30 It follows that no question of waiver of privilege arises. Had the question been one of waiver, I would be bound to hold that as the affidavits and witness statements were served pursuant to orders of the Federal Court, disclosure was made under compulsion of law (Akins v Abigroup Ltd; Sevic v Roarty (1998) 44 NSWLR 287 at 293, 301; Dubbo City Council v Barrett at [16]; Ingot Capital v Macquarie Equity [2008] NSWSC 25 at [32]). In Akins v Abigroup Ltd, Mason P, who gave the leading judgment, rejected the submission based on Comfort Hotels Ltd v Wembley Stadium Ltd [1988] 1 WLR 872 at 877-878 that the usual order and Practice Note merely brought forward the time at which the parties were required to disclose the evidence of their witnesses and thereby waive privilege (at 551). His Honour did so on the ground that the Practice Note obliged a party who intended to rely upon the evidence to serve statements or reports on pain of contempt.

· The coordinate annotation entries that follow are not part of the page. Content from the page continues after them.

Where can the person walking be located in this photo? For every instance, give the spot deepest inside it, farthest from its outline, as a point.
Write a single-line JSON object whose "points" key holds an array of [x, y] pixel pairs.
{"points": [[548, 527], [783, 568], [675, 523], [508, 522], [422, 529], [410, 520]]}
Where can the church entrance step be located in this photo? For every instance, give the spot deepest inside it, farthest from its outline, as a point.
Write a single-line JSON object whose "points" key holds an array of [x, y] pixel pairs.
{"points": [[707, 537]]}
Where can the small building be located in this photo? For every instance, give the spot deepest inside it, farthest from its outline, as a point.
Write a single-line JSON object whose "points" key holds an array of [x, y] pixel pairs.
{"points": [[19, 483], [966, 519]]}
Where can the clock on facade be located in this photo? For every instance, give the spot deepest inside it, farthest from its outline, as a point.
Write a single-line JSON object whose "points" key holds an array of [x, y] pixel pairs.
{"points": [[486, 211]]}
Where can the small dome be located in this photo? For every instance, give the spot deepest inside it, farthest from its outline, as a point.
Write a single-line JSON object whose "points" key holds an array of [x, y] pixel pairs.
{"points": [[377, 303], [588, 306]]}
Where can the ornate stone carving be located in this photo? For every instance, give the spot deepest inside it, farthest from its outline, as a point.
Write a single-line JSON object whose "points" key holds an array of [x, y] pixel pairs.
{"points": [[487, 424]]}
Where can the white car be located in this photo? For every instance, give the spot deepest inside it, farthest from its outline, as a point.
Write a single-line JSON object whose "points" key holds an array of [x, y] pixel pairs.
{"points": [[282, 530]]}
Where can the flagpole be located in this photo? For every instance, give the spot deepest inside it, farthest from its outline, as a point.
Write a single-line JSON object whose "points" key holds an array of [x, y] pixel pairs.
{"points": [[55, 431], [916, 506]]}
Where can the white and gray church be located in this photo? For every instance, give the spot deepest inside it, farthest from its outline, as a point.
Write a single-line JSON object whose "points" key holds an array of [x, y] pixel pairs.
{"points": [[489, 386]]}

31 Whilst it is true that the orders of the Federal Court were not framed in precisely the same terms, that is, they did not expressly provide that the first plaintiff should file and serve affidavits or witness statements it intended to use, such an obligation was implied. There is no reason that the same sanction would not be available for breach of the Federal Court's orders as would have been available in Akins v Abigroup Ltd for breach of the usual order for hearing made pursuant to Practice Note no. 39. In any event, even if Akins v Abigroup Ltd could be distinguished on this ground, the later cases could not.
32 Nonetheless, for the reasons previously given, the authorities on waiver of privilege by disclosure under compulsion of law by which I am bound did not decide that such sworn affidavits and final statements of evidence which are intended to be and are served are privileged. It is true that in Akins v Abigroup Ltd and in Dubbo City Council v Barrett, it appears to have been assumed that the documents were privileged. However, those cases are authority for what they decide, not what they assume (Markisic v Commonwealth of Australia [2007] NSWCA 92; (2007) 69 NSWLR 737 at [56]).
33 For these reasons I conclude that the plaintiffs are not entitled to maintain privilege over the documents in question. I make an order in accordance with para 2 of the defendants' interlocutory process dated 12 March 2009. I will hear the parties on costs, but prima facie the defendants are entitled to their costs of and incidental to the interlocutory process.